The sustained-release base included in the sustained-release part may be preferably the same as used in the sustained-release pharmaceutical composition according to one embodiment of the invention, and preferably, at least one selected from the release controller and release control aid included in the sustained-release pharmaceutical composition may be further comprised.
The pharmaceutical composition with dual release property may be formulated into a dosage form suitable for oral administration, and preferably, it may be provided in the form of a solid oral preparation considering productivity and convenience for internal use and portability of a patient.

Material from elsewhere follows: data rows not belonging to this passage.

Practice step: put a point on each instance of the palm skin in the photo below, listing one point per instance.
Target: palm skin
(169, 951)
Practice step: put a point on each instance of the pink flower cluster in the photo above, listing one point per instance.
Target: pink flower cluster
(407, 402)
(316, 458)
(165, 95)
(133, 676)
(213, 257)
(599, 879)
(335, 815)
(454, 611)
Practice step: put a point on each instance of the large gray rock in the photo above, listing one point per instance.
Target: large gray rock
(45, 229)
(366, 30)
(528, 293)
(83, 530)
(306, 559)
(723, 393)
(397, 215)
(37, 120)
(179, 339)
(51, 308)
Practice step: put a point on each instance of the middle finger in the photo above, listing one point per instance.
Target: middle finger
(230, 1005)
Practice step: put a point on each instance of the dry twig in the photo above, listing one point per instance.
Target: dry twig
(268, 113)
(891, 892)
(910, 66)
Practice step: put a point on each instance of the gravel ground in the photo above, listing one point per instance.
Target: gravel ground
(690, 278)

The solid oral preparation may be a multi-layered preparation such as a dual tablet or a triple tablet, a cored tablet, a single tablet, a coated tablet, or a capsule, but not limited thereto. Each preparation may be obtained by a commonly known method. For example, each composition of the sustained-release part and the immediate release part may be combined in the separated form to obtain a preparation in the form of a dual tablet or a triple tablet by a common method, or each composition of the sustained-release part and the immediate release part may be respectively formed in the form of granules, and then, a single tablet or a capsule may be obtained using the granules. And, a cored tablet wherein a composition of the immediate release part surrounds a composition of the sustained-release part may be obtained by a common method. And, preferably, the solid oral preparation may be administered once or twice a day.
If the sustained-release pharmaceutical composition according to one embodiment of the invention or the pharmaceutical composition with dual release property according to another embodiment of the invention comprises mosapride as an active ingredient, it may be preferably used for promoting gastrointestinal mobility, and it may be useful for prevention or treatment of a gastroesophageal reflux disease, postgastrectomy syndrome, and other various gastrointestinal symptoms. And, if it comprises levodropropizine as an active ingredient, it may be preferably used for prevention or treatment of a disease selected from the group consisting of acute bronchitis, chronic bronchitis, bronchoconstriction, cough, and mucus hypersecretion.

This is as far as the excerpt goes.